You are viewing a comment permalink. View the original post to see all comments and the full post content.
Comments (171)
This is all nifty and interesting, as mathematics, but I feel like you are probably barking up the wrong tree when it comes to applying this stuff to AI. I say this for a couple of reasons:
First, ZFC itself is already comically overpowered. Have you read about reverse mathematics? Stephen Simpson edited a good book on the topic. Anyway, my point is that there's a whole spectrum of systems a lot weaker than ZFC that are sufficient for a large fraction of theorems, and probably all the reasoning that you would ever need to do physics or make real word, actionable decisions. The idea that physics could depend on reasoning of a higher consistency strength than ZFC just feels really wrong to me. Like the idea that P could really equal NP. Of course my gut feeling isn't evidence, but I'm interested in the question of why we disagree. Why do you think these considerations are likely to be important?
Second, Isn't the the whole topic of formal reasoning a bike shed? Isn't the real danger that you will formalize the goal function wrong, not that the deductions will be invalid?
The problem is if your mathematical power has to go down each time you create a successor or equivalently self-modify. If PA could prove itself sound that might well be enough for many purposes. The problem is if you need a system that proves another system sound and in this case the system strength has to be stepped down each time. That is the Lob obstacle.
Each time you create a successor or equivalently self-modify, or rather each time that an action that you take has a non-zero chance of modifying yourself? Wouldn't that mean you'd have to check constantly? What if the effect of an action is typically unpredictable at least to some degree?
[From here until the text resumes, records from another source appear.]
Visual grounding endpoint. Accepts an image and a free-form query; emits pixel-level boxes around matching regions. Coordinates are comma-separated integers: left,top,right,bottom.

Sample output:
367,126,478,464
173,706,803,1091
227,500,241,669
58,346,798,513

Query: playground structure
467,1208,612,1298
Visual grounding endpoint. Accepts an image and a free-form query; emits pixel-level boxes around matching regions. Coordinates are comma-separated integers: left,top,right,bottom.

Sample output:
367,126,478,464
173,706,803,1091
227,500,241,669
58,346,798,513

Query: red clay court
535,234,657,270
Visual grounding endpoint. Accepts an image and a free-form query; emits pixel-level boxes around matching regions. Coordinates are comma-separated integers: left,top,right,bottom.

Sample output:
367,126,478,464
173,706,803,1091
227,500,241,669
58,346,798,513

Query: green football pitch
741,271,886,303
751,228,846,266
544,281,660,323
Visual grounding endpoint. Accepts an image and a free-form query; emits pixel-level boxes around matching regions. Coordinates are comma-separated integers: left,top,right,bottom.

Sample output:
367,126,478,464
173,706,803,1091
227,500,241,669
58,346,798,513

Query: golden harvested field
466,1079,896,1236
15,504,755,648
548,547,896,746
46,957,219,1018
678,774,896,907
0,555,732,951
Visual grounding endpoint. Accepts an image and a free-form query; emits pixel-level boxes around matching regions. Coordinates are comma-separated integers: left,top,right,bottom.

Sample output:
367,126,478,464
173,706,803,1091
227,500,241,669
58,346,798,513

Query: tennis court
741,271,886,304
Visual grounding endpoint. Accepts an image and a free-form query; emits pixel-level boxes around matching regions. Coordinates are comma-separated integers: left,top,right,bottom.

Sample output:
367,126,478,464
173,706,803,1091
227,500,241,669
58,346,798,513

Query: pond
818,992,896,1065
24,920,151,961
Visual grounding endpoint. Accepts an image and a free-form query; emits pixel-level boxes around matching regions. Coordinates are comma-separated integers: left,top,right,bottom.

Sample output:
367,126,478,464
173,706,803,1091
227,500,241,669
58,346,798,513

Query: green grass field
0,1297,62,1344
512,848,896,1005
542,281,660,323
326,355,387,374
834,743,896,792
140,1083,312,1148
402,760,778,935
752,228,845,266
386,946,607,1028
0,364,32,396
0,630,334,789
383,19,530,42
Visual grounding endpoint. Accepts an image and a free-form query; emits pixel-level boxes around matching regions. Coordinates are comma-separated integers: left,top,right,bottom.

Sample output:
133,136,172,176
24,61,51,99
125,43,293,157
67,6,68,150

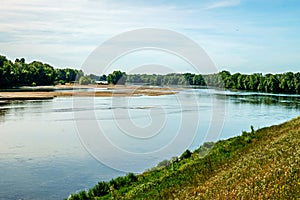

Also, since any system is implemented using a physical substrate, some change is inevitable (and until the AI has powered up to multiple redundancy level not yet so stochastically unlikely as to be ignorable). What happens if that change affects the "prove the system sound" physical component, is there a provable way to safeguard against that? (Obligatory "who watches the watcher".)
It's a hard problem any way you slice it. You there, go solve it.
So you are assuming that it will be wanting to prove the soundness of any successors? Even though it can't even prove the soundness of itself? But it can believe in it's own soundness in a Bayesian sense without being able to prove it. There is not (as far as I know) any Godelian obstacle to that. I guess that was your point in the first place.
Why would successors use a different system, though? Verifying proofs in formal systems is easy, it's coming up with the proofs that's difficult -- an AI would refine its heuristics in order to figure out proofs more efficiently, but it would not necessarily want to change the system it is checking them against.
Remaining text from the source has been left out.